Step 3. Verify pod status
Run:
kubectl get pods -n loki
Expected output:
NAME READY STATUS RESTARTS AGE
loki-stack-0 1/1 Running 0 3h5m
loki-stack-grafana-878d56dc6-s28sq 2/2 Running 0 3h5m
loki-stack-promtail-5wtlr 1/1 Running 0 3h5m
loki-stack-promtail-hl6pl 1/1 Running 0 3h5m
Also verify the Ingress controller is running:
kubectl get pods -n ingress-nginx
And check Grafana Loki services:
kubectl get svc -n loki
Example output:
NAME TYPE CLUSTER-IP EXTERNAL-IP PORT(S) AGE
loki-stack ClusterIP 10.111.63.222 <none> 3100/TCP 3h7m
loki-stack-grafana ClusterIP 10.104.154.158 <none> 80/TCP 3h7m
loki-stack-headless ClusterIP None <none> 3100/TCP 3h7m
loki-stack-memberlist ClusterIP None <none> 7946/TCP 3h7m
Step 4. Configure Ingress
Now let’s configure NGINX Ingress to expose Grafana by domain. For this, we will create a load balancer and the loadbalancer.yaml
manifest:
apiVersion: v1
kind: Service
metadata:
name: ingress-nginx
namespace: ingress-nginx
spec:
selector:
app.kubernetes.io/name: ingress-nginx
ports:
- name: http
port: 80
targetPort: 80
- name: https
port: 443
targetPort: 443
type: LoadBalancer
Apply it:
kubectl apply -f loadbalancer.yaml
Create an Ingress rule in the grafana-ingress.yaml
file:
apiVersion: networking.k8s.io/v1
kind: Ingress
metadata:
name: grafana
namespace: loki
annotations:
nginx.ingress.kubernetes.io/rewrite-target: /
spec:
rules:
- host: grafana.example.com
http:
paths:
- path: /
pathType: Prefix
backend:
service:
name: loki-stack-grafana
port:
number: 80
Replace grafana.example.com
with your actual domain name.
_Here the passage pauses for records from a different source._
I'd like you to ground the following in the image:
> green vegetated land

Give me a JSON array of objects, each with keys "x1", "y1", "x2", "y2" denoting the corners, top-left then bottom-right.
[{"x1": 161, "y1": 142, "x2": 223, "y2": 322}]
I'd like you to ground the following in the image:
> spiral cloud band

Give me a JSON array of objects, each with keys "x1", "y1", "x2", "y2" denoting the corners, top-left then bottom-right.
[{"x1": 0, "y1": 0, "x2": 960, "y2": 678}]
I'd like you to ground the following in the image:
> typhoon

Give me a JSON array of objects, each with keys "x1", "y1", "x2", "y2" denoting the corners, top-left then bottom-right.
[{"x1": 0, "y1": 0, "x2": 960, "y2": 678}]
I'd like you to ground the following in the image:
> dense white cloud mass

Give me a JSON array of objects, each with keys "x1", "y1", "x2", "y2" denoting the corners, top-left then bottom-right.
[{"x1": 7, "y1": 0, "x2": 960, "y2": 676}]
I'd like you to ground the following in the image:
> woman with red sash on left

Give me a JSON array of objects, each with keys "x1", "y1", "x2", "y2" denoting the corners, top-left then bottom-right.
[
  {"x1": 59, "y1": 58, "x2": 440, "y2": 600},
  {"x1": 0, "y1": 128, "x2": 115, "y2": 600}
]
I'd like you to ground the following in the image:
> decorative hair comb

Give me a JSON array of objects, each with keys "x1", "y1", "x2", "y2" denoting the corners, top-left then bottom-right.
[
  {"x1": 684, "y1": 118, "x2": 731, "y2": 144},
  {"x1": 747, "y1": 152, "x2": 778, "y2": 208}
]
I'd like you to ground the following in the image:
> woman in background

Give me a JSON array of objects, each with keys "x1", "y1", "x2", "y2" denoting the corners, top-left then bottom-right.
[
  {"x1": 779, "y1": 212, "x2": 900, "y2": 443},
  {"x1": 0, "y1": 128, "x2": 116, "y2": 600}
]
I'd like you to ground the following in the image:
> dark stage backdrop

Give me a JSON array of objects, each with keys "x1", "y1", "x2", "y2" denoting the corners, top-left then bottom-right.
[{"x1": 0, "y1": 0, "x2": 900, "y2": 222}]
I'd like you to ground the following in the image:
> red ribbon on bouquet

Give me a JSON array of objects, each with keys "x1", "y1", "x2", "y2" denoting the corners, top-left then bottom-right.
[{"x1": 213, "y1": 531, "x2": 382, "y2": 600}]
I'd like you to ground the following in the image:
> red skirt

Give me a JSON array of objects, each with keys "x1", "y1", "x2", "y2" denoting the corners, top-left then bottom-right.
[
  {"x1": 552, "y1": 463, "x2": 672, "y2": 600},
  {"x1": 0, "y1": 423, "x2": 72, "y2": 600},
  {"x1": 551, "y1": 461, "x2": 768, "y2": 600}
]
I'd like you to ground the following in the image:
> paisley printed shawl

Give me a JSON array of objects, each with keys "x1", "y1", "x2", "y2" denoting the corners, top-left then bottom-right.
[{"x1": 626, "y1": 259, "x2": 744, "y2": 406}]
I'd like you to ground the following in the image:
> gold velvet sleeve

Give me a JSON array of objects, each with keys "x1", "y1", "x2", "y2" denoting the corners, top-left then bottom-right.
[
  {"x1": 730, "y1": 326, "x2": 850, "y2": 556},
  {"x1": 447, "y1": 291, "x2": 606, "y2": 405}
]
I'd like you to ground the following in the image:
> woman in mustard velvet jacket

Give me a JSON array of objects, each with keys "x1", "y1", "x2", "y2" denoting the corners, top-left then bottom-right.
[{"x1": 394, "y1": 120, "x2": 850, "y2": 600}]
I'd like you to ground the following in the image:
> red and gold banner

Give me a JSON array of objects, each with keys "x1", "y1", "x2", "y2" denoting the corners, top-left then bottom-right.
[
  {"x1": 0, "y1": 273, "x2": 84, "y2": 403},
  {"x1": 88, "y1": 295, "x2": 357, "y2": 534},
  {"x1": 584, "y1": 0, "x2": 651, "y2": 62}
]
Make sure the domain's A record points to the LoadBalancer's external IP.
Apply the manifest:
kubectl apply -f grafana-ingress.yaml
Step 5. Generate logs
Create a pod that continuously logs messages:
kubectl run logger --image=busybox --restart=Never -- sh -c 'while true; do echo "hello from logger"; sleep 5; done'
Verify it's running:
kubectl get pods
The logger
pod should be in Running
state.
Step 6. Open Grafana
Open the domain configured in your Ingress (e.g., https://grafana.example.com
). You'll be greeted with the Grafana login screen.
Use the username admin
. Retrieve the password with:
kubectl get secret -n loki loki-stack-grafana -o jsonpath="{.data.admin-password}" | base64 --decode
Step 7. View logs
In the Grafana UI, go to the Explore section:
Select Loki as the data source. In Label filters, enter pod=logger, and click Run query.
Scroll down—you should see log entries like "hello from logger".